又寻思:眼看自家族里要起来了,要是自家能有个儿子倒是赶上好时候。
忆起两人成亲也有些时候了,也不知道二女有孕没有。
想到这,他不禁死死的盯着刘二女的后背,仿佛这样就能看见她的肚皮鼓了没有。
一时,心思各异的两人收拾完毕。
夫妻两人携手歇下,其中如何一夜恩爱,自不必细提。
次日,刘二女不出意外又起迟了。
送吃饱喝足干劲十足的张知劲出门后,她梳洗打扮好,换了一身新红菱袄月白裙正要坐下来喝丈夫张知劲亲手煮的小米粥,张裴氏已风风火火的闯进门来了。
“二女!二女!”
刘二女放下碗,心里庆幸不已。
这幸亏她没逃懒硬撑着起来了,要不然真应了那句村话‘被人堵被窝里去了’。
刘二女心里想着事便没应声,却不耽误张裴氏快人快语的扔下一堆话。
“俺听你叔说,咱族里要办学堂了?是不是真的?这可真是天上掉馅饼的好事啊!哎呀!你还没吃饭呢?那你先吃,俺不急!”
说是这么说,可刘二女也不真是二愣子,早看出张裴氏的口是心非来了。
她也不意外张裴氏咋知道的。
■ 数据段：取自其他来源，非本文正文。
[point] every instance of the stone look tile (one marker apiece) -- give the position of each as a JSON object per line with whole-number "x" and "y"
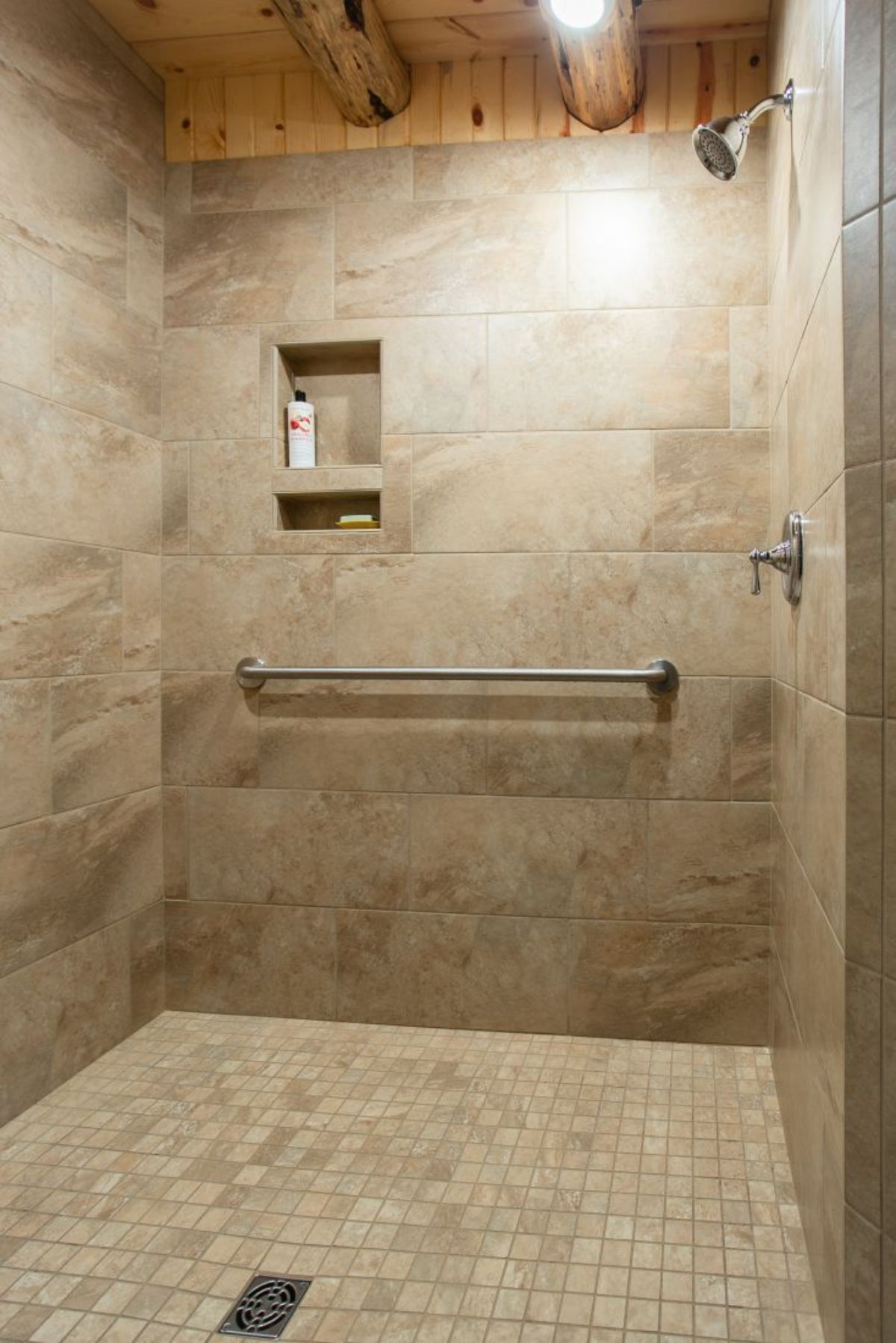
{"x": 709, "y": 863}
{"x": 208, "y": 731}
{"x": 723, "y": 262}
{"x": 220, "y": 609}
{"x": 711, "y": 491}
{"x": 26, "y": 338}
{"x": 605, "y": 742}
{"x": 374, "y": 736}
{"x": 105, "y": 359}
{"x": 609, "y": 370}
{"x": 645, "y": 982}
{"x": 528, "y": 856}
{"x": 105, "y": 736}
{"x": 272, "y": 266}
{"x": 210, "y": 376}
{"x": 25, "y": 747}
{"x": 507, "y": 254}
{"x": 695, "y": 610}
{"x": 67, "y": 876}
{"x": 526, "y": 491}
{"x": 452, "y": 970}
{"x": 285, "y": 848}
{"x": 60, "y": 607}
{"x": 215, "y": 951}
{"x": 74, "y": 477}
张知劲早说了,前几天张家元他们商量好后,就找族里领头的几位族老商量说了,经过几天的发酵,族里有谁没听到音儿才奇怪呢。
未免她误会,刘二女赶紧回应:
“是!是真的!”
张裴氏心里踏实了一半。
昨天她刚听到消息的时候就恨不得马上来问,顾忌着伺候家里老小吃饭,顾忌着天色已晚,她硬是辗转反侧了一夜。
这不,大早上的,她连早饭都没吃就跑过来了。
说话间,刘二女给她盛了一碗浓浓的粥过来,推她坐下吃。
搁往常,张裴氏一准推辞,可今天她真没想那么多,她还记挂着一件事呢:
“咱们族里的娃真的都能去?”
也不怪她不信。
她再见识短也模糊知道读书是天底下最费钱的事了。
再说这也不是一天两天的事。
要族里的孩子都去了,那得花多少钱?
张家元他们能拿的出来吗?
而且她孙子是不是也能去?
虽然如今人还没出生,可真长大也快着呢。
偏偏两房的恩怨那就是一个大雷,她真怕什么时候就炸了。
到时候有好处占不了,她还不得气死?
幸亏,幸亏!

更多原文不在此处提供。